What’s your favorite thing about your job? The people that work here and go here. I’ve met so many different people and gotten to know the members. There’s always a chance to meet a new family or kid that makes your summer worthwhile.

What do you like least? When I came in, I was warned that this job tends to be 80 percent relaxed but 20 percent stressful. For an hour out of the day, everything happens at once. Problem with chemicals, someone is injured, someone has a question—it seems to all come at the same time.

Have you ever had to jump in the pool and save someone? I am one of the few guards that has not had to make a save. I like to say I prevent the saves from happening before they happen.

How far can you swim? I swim distance in college, so pretty far. The longest I’ve ever done is a four-mile swim.

More info on pools

Eww Coli

The Centers for Disease Control and Prevention gave Atlanta swimmers a fright just before summer when it released a report detailing the rather icky amounts of fecal matter found in Atlanta-area public pools during a 2012 study. While no specific pools were named, ninety-three out of 161—or 58 percent—of the sampled pool filters tested positive for E. coli, a marker for fecal contamination.

While some might blame pool management, Michele Hlavsa, chief of the CDC’s Healthy Swimming Program, says it’s time for swimmers to take at least part of the responsibility for the quality of water in which they swim. (And no, chlorine doesn’t kill everything.)
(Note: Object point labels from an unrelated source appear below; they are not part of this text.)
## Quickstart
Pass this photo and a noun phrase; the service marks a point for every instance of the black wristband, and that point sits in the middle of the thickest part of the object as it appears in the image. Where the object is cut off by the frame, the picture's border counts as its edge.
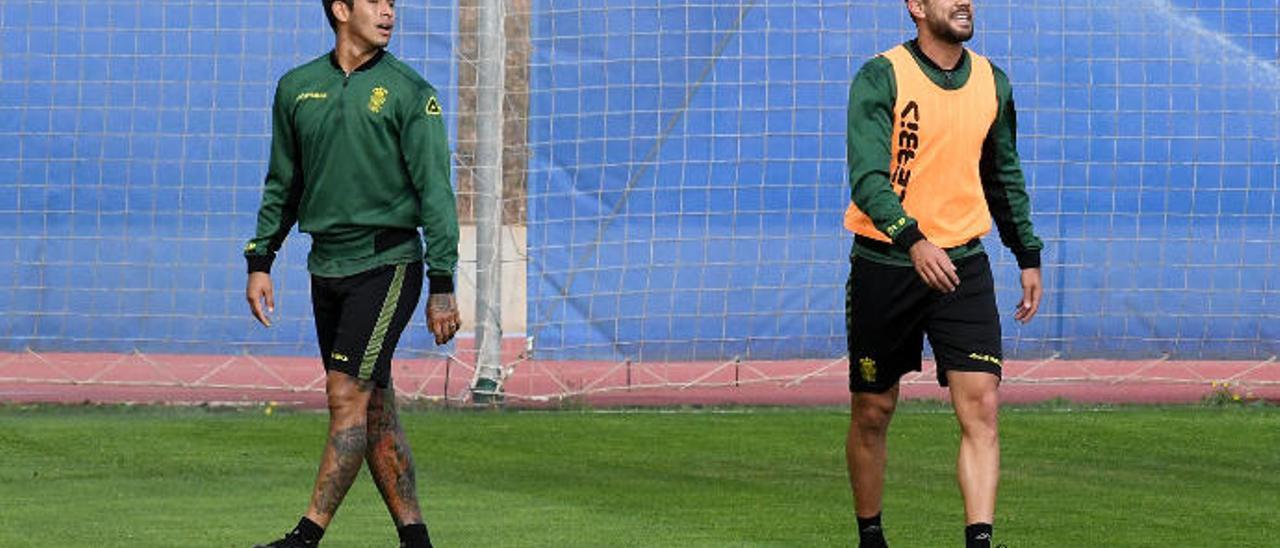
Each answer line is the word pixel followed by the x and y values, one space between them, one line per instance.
pixel 440 283
pixel 260 263
pixel 1027 259
pixel 908 237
She offers these simple tips for anyone who uses a pool:

  • Shower before getting into the water—yes, that means you.
  • Minimize the amount of water you swallow when swimming.
  • Take kids on bathroom breaks every sixty minutes. If children are in diapers, they should be checked every thirty to sixty minutes.
  • Change children’s diapers in the bathroom area, away from the poolside.
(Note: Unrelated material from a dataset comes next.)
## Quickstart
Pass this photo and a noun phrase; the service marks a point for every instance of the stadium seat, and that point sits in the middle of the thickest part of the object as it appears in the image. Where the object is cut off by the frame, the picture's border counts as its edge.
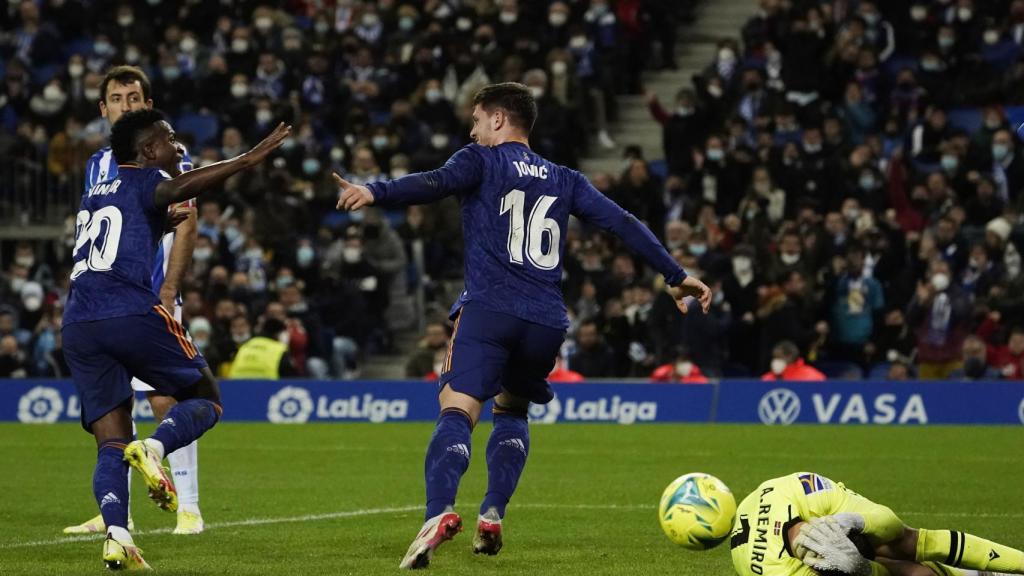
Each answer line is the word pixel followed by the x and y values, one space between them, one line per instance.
pixel 203 127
You can also visit the CDC’s Healthy Swimming website and get a free pool test strip to measure water chemistry at your favorite swimming hole.

Fountain Favorites

Used to be, if you jumped into a city fountain to cool off, police would ask you in no uncertain terms to leave. Times have changed. These days, fountains and splash pads are actually built with the specific intention of luring you in. Some of us have become true fans of this communal interaction with water, even preferring it over swimming pools.

The grand dame of splash pads, of course, is the Fountain of Rings at Centennial Olympic Park, created to cool the international masses during the 1996 Summer Games. In the years since, the fountain has become one of those rare gathering spots popular with both tourists and residents.

Perhaps recognizing this civic value, neighborhood planners on the Atlanta BeltLine and beyond are setting up splashy play spaces designed to promote running through cold water, screaming, and Instagramming.